Heart Song is powerful in its scope and vision. It’s about love, but it’s also about love within a life, the accepting or rejecting of compromise and the self. The self is yours, it must be protected as that, and even in giving that self over, the decision can be revisited and reflected upon. There is what was and what becomes, the ever-evolving self within in some ways the confines of relationships. Is this love or is this the fulfillment of role and duty? Is this the best love or the best love at the moment and do I create a life and continue to live this life uncertain?

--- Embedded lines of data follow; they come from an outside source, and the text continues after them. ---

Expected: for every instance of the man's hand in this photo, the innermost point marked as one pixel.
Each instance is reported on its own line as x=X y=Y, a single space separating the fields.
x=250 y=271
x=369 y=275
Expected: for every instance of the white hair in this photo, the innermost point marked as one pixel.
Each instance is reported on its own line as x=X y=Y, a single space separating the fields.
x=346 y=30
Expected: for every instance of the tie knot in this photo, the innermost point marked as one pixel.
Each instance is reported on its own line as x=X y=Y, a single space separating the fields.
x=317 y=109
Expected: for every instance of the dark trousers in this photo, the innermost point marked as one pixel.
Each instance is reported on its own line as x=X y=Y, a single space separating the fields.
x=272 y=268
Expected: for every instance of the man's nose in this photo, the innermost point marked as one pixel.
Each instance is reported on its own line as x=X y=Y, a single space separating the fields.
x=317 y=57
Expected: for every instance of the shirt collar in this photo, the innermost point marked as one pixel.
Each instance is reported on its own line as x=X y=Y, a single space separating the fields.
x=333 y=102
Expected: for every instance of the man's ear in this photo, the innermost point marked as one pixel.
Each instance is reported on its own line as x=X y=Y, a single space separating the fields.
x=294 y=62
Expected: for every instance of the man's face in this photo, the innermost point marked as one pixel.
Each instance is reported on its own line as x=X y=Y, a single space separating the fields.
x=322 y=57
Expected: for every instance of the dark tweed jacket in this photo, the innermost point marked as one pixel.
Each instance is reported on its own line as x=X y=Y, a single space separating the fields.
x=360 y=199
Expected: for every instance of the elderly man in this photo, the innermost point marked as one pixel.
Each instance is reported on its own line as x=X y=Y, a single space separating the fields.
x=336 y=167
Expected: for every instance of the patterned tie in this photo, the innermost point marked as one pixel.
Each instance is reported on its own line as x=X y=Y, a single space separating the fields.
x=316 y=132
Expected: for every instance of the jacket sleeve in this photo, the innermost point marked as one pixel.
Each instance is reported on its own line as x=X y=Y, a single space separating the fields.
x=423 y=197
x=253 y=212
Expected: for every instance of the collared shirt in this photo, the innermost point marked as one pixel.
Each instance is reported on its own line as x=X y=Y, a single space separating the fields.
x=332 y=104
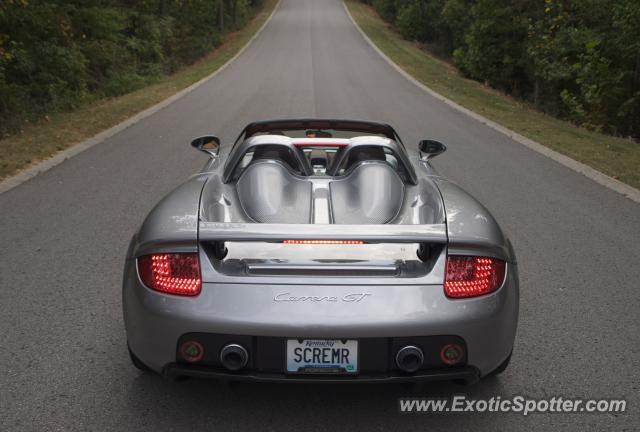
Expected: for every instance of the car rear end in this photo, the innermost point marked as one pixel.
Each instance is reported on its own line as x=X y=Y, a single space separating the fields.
x=315 y=302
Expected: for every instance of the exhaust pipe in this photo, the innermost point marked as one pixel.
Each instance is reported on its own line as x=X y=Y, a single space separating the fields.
x=234 y=357
x=409 y=359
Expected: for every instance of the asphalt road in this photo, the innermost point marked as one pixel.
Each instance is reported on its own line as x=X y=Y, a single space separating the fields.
x=63 y=236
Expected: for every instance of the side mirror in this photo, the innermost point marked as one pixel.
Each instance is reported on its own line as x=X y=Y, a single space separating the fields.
x=209 y=144
x=430 y=149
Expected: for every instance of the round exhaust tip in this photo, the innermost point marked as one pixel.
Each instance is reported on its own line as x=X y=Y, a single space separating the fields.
x=234 y=357
x=192 y=351
x=451 y=354
x=409 y=359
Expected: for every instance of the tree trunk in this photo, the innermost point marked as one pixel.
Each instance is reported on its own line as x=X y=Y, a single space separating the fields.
x=221 y=16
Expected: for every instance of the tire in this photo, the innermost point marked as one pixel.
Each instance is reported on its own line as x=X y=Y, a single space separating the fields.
x=503 y=366
x=137 y=362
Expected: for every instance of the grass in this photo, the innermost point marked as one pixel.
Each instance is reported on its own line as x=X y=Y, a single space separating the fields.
x=59 y=131
x=616 y=157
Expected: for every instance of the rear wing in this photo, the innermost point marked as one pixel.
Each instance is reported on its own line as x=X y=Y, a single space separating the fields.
x=276 y=233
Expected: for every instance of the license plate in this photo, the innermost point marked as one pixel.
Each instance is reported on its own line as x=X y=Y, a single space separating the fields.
x=322 y=356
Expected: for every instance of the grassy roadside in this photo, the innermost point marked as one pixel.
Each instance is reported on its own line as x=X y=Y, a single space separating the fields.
x=61 y=130
x=616 y=157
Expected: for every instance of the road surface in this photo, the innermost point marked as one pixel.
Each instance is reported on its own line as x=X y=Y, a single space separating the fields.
x=63 y=362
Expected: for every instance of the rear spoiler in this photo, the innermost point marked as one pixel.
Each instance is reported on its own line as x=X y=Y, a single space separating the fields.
x=275 y=233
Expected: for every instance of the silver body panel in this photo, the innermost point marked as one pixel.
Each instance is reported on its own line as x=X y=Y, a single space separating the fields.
x=323 y=291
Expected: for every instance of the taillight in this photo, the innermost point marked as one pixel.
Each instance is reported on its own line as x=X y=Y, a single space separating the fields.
x=171 y=273
x=472 y=276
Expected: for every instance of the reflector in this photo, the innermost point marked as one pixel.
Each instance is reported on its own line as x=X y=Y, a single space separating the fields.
x=322 y=242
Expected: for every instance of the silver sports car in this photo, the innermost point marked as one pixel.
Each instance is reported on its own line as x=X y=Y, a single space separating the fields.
x=320 y=250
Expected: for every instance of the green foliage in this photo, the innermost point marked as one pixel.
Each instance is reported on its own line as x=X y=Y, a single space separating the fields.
x=576 y=59
x=58 y=54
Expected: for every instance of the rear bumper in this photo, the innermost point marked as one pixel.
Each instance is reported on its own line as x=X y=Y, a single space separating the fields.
x=468 y=374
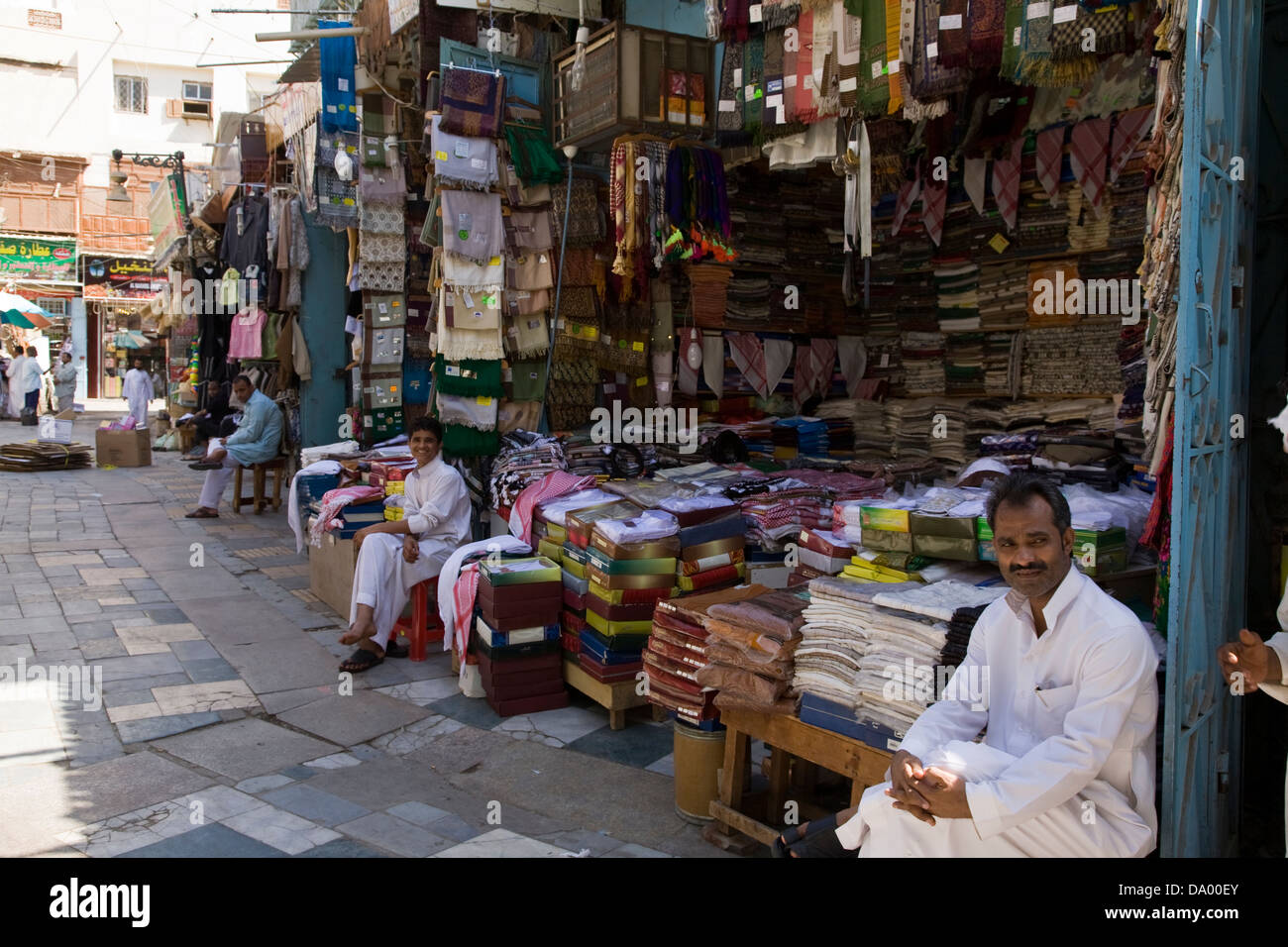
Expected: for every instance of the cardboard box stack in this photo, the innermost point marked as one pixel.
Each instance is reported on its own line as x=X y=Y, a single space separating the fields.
x=516 y=635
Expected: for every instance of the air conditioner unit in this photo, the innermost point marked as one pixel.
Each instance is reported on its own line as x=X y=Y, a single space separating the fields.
x=188 y=108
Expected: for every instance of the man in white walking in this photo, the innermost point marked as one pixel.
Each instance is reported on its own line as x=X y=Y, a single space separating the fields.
x=138 y=392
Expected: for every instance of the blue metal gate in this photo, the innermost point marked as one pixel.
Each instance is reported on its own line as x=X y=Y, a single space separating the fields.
x=1201 y=733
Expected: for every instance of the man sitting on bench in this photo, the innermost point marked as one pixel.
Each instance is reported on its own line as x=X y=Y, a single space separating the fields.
x=256 y=441
x=393 y=557
x=1061 y=678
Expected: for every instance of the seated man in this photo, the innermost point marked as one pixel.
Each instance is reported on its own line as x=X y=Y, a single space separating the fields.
x=1064 y=684
x=207 y=421
x=256 y=441
x=395 y=556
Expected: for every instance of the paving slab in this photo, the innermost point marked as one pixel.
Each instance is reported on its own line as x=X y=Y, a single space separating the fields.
x=245 y=748
x=353 y=719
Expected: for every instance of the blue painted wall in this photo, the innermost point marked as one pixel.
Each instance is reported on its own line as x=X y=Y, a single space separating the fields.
x=322 y=399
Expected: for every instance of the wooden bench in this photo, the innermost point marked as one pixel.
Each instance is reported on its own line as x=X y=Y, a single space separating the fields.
x=259 y=476
x=787 y=737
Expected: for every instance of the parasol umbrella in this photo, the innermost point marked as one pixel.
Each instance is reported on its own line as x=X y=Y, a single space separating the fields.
x=17 y=311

“It goes without saying there’s an unfair double standard with women,” Williamson notes. “We have our biological clock, it’s ticking. If a woman is unmarried and doesn’t have a kids and is in her late thirties it’s like, ‘What’s wrong with you?’ But if a man is unmarried and doesn’t have a kid and he’s in his late thirties is almost like he’s cool, or something, like a hot commodity. I was thinking a lot about that, in my own life, realizing I was seeing a lot of my friends get married and have kids and feeling like I wasn’t really ready for that and fighting against that internally. Like the line ‘Will I grow into my body’ [“Heart Song”] is this idea. I’m a certain age and so am I supposed to act accordingly to some standard set by some society that I don’t, that doesn’t necessarily line up with my value system, but am I gonna do that or am I not, and what are the consequences if I’m not and what are the consequences of doing it, and not being ready or not really wanting it or doing it out of fear. So for me this is a really feminist record because it’s about being a woman, playing music, living a really unusual life, and questioning the idea of marriage. When I wrote Heart Song, actually, it was really largely inspired by a close friend of mine going through a divorce and I was thinking a lot about the marriage ceremony itself in America, the dad walks his daughter down the aisle and she’s in a white dress, you know. What does that mean, what does that really mean? Going to a lot of weddings and watching this scenario play itself out over and over again and really questioning, what is the message here, what are we participating in without even questioning it?”
Heart Song is one of the finest albums to come out and you would only be enriching your life experience by taking the journey of these songs. Don’t play yourself.